I suppose that the people who turn up their noses at the Internet are, like me, relics of the print age. That's not an excuse, though, because the second step you have to take after learning to search for information in dictionaries and encyclopedias and other reference books was to learn to examine that information critically. That came in college, or probably graduate school, for most of us -- I certainly don't remember ever being taught that step. Judging by the right-wing critics who brought us the Culture Wars of the 90s, I wasn't supposed to take it. I was supposed to learn who the authorities were, to listen to them, and not to question them. Alas, I also came of age in the 1960s, when that kind of authority began to wash away under the pounding of the countercultural surf. Not that many of my countercultural cohort really learned to think critically either. But critical thinking, an informed or informable skepticism, isn't really that hard to learn. Is it? Maybe I'm just overgeneralizing from myself there.
What brought on these musings was reading Ellen Sander's Trips: Rock Life in the Sixties (Scribner's, 1975), because Ellen Willis praised it in one of the articles collected in Out of the Vinyl Deeps. I also remembered having read and liked some of Sander's rock journalism in the late 60s. Trips is long out of print, and even the university library didn't have it, but I lucked out and found a second-hand copy with dust jacket intact for a reasonable price. It turns out to be a harder read than I expected, sloppily written, with way too much "far out" gushing about the lost innocence and beauty of the scene just a few short years before Sander wrote the book. She's not entirely clear about when innocence supposedly died: at one point it's the assassination of John F. Kennedy, later it seems to have survived for another five to ten years, but always that generational innocence seems to be Sander's. She admits that she wasn't very political, and that comes through.
Anyway, I was chugging along through the book when I came to Sander's account of the Byrds, which includes brief reviews of their early albums. Of the third, she wrote on page 84:
5-D continued with “I Come and Stand at Every Door,” one of their most underrated compositions. The tune was an adaptation of the achingly beautiful ancient Childe ballad “The Silkie of Sule Skerry.” The words, set in a soft undulating cadence, were words from the ghost of a seven-year-old child killed at Hiroshima begging the world to make peace.I was pretty sure that the song wasn't written by the Byrds, so I did some fact-checking. On the original LP it's credited to "N. Hikmet," who it turns out was a Turkish poet named Nazim Hikmet, 1902-1963, who "was repeatedly arrested for his political beliefs and spent much of his adult life in prison or in exile." You can hear it in Turkish on YouTube; Joan Baez sings that version here.

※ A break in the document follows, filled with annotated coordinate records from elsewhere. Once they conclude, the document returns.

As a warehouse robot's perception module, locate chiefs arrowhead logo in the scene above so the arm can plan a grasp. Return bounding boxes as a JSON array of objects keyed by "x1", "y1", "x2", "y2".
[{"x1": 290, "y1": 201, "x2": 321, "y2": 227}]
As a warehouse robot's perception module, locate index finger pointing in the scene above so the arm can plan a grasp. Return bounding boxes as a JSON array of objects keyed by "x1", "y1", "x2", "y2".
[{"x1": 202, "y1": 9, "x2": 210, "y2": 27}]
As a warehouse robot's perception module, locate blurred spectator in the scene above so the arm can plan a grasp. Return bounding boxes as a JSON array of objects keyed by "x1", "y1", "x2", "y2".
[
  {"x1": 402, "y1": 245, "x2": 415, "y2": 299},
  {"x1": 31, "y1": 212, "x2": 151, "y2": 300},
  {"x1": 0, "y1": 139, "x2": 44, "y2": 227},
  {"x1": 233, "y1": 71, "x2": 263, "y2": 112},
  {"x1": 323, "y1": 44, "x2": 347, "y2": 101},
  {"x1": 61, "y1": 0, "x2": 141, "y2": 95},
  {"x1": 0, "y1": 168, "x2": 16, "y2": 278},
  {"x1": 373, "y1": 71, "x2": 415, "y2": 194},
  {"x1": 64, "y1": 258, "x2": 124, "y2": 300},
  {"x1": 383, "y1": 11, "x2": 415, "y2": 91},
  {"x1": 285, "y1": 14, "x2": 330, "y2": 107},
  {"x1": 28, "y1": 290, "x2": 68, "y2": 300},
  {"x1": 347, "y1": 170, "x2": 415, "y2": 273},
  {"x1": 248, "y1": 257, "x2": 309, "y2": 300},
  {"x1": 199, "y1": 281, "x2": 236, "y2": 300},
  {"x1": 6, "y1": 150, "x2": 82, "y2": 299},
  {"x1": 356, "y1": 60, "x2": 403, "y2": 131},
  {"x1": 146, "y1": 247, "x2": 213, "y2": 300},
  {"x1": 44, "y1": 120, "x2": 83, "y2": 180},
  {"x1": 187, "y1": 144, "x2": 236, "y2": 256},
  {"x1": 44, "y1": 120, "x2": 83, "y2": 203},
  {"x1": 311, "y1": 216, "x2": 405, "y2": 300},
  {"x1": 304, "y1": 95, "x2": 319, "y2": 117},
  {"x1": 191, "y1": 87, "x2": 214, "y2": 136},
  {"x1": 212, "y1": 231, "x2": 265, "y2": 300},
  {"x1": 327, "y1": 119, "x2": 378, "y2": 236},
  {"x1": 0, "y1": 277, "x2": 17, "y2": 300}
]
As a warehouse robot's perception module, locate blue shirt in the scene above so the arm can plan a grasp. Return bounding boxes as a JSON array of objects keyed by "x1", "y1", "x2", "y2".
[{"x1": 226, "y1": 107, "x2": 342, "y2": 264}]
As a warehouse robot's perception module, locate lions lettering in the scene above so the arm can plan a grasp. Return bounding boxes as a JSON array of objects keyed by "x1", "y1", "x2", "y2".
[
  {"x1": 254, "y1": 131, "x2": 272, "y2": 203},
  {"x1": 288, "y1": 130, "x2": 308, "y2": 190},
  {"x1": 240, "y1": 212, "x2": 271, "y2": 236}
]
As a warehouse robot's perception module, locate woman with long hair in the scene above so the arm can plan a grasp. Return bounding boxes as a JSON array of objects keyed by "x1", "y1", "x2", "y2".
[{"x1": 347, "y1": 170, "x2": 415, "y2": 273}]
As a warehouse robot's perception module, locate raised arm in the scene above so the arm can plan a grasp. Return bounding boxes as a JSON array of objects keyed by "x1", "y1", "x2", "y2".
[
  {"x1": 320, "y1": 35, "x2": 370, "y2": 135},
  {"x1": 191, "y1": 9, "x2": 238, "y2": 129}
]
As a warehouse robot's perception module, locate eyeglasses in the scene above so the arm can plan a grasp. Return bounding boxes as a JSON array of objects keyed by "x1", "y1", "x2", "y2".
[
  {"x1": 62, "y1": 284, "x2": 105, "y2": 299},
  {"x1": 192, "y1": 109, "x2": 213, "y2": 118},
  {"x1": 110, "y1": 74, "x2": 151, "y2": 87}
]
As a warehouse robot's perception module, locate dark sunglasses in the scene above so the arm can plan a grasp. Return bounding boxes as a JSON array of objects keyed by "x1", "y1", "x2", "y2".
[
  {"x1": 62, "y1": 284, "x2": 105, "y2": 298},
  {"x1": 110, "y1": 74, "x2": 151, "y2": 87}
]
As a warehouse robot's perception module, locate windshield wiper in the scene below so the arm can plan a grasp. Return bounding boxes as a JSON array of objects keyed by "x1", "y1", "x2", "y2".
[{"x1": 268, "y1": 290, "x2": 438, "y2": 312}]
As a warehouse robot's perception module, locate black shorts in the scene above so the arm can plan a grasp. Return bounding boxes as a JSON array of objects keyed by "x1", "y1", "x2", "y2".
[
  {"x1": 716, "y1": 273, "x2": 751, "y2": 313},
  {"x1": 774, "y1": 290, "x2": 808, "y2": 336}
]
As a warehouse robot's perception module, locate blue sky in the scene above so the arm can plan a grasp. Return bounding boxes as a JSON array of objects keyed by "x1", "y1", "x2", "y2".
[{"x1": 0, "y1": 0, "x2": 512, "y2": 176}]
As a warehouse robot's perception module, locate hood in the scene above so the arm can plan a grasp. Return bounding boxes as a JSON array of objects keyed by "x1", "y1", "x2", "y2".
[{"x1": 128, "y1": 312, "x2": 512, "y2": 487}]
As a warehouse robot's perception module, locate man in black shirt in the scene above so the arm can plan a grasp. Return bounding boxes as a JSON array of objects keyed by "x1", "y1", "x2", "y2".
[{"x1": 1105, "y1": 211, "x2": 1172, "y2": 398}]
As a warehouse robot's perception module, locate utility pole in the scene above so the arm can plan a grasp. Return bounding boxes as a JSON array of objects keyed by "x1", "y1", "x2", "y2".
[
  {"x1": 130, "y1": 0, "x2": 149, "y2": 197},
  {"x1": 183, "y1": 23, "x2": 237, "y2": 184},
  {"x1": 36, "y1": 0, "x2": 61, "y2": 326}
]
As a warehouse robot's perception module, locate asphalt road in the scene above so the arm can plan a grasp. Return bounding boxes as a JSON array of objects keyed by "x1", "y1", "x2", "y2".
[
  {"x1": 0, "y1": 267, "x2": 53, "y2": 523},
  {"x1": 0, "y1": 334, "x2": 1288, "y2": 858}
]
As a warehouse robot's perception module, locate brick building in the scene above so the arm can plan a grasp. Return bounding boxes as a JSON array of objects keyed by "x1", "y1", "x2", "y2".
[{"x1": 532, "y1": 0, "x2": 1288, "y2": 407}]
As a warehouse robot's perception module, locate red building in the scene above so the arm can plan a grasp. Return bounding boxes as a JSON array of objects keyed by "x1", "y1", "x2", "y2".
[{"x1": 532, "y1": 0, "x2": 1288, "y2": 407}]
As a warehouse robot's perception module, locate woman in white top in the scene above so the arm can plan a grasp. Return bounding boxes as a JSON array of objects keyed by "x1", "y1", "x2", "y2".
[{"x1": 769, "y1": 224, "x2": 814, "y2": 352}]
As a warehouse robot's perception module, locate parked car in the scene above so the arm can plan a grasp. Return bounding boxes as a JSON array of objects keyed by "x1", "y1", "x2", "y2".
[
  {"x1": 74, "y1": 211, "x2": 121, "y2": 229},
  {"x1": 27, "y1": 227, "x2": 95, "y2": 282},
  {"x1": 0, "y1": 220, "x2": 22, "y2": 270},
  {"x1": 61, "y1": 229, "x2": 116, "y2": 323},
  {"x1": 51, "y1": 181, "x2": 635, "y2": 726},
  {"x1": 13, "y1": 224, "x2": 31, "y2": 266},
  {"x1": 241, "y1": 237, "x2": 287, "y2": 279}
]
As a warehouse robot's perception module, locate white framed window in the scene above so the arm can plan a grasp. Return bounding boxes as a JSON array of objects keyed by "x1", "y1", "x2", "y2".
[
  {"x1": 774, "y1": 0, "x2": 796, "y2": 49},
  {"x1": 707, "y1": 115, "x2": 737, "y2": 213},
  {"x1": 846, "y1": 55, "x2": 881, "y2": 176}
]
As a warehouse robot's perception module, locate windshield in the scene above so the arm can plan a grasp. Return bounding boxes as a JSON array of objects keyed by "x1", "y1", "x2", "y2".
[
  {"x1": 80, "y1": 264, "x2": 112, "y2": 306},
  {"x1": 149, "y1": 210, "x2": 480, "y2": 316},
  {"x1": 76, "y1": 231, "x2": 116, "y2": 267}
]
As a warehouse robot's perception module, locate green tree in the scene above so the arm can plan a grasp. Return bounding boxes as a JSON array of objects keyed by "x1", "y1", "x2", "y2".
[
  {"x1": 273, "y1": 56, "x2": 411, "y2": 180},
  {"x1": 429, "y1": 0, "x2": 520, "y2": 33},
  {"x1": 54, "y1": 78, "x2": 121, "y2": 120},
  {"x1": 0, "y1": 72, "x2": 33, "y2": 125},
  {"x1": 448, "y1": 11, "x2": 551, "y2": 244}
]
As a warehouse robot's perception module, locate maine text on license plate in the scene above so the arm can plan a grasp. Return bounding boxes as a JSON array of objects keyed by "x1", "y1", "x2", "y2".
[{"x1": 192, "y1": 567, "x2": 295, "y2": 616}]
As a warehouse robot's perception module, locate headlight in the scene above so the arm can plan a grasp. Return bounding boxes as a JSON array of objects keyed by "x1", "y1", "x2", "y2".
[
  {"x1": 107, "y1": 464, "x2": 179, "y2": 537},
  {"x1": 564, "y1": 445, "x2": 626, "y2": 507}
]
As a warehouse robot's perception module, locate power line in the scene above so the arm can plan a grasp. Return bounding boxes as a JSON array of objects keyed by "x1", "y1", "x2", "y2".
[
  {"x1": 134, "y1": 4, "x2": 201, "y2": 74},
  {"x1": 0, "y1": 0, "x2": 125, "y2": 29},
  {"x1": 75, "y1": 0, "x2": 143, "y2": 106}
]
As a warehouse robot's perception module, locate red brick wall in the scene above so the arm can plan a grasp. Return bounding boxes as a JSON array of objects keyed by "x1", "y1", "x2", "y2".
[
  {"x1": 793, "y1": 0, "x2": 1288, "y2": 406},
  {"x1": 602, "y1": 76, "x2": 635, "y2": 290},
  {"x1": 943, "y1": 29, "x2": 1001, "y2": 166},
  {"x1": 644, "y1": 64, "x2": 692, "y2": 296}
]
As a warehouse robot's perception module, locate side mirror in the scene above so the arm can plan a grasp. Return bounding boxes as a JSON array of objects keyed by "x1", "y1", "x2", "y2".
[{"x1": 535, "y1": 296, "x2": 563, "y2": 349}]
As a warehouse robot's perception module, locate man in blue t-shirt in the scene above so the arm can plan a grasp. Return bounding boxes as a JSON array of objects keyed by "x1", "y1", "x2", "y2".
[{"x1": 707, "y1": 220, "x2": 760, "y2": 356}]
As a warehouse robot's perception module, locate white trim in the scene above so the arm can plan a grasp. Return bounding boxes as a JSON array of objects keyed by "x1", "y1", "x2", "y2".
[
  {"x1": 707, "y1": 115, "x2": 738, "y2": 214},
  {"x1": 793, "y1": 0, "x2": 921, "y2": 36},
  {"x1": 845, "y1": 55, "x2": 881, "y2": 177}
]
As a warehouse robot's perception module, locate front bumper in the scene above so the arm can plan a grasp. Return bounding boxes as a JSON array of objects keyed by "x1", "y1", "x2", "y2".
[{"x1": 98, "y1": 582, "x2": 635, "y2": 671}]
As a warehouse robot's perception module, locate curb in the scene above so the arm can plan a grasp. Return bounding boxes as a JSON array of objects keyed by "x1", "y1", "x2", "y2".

The version sung by the Byrds was the work of Pete Seeger, using "a singable translation" by Jeanette Turner, and a melody he stole from an MIT student: "an extraordinary melody put together by an Massachusetts Institute of Technology student [James Waters] who had put a new tune to a mystical ballad [The Great Silkie]" which he couldn't get out of his head, without permission. Seeger wrote in Where Have All the Flowers Gone: "It was wrong of me. I should have gotten his permission. But it worked." Folk artists often steal, but Seeger has been known to copyright his thefts.
Some of this information was not easily available when Sander wrote Trips, but that's exactly my point: it's much easier nowadays to find things out with the Internet, a computer, a web browser, and a search engine. On the other hand, a look at the writers' credits on the album would have sufficed to let Sander know that "I Come and Stand at Every Door" was not by the Byrds.
And that's not all. On the very next page she writes about the Byrds' fourth album:
It was nonetheless a brilliantly assembled record, called Younger than Yesterday after the Dylan song of the same name it featured.You don't even need the Internet for this one. The Dylan song she refers to is "My Back Pages," not "Younger than Yesterday," and it doesn't even contain those words. The album title alludes to the song's refrain, "Ah, but I was so much older then, I'm younger than that now."
(I just noticed that on page 121 Sander describes a Led Zeppelin concert in a Boston venue which was "formerly a synagogue, the stage sat in front of what was once the altar." Synagogues don't have altars. This is a funny error, since Sander is Jewish herself, though probably not observant.)
The last hundred pages of Trips, co-written with Tom Clark, billed as "A Rock Taxonomy," consists of capsule reviews of significant rock musicians. The writing is tighter, but still haphazard, and the material is full of factual errors: misspellings of musicians' names, misattributions, and so on. (The great girl groups of the early 60s are conspicuous by their absence, but that's a matter of judgment, not fact.) It can be argued that rock journalism wasn't taken seriously in those days, but this book was issued by a reputable mainstream publisher, and despite Sander's thanks to her editor in the Preface, it reads as though it never saw an editor. But that's my other point here: print books can and do contain egregious errors. Whether you do your research on the Internet or in the bookshelves of a print library, you can't assume that what you find there is true.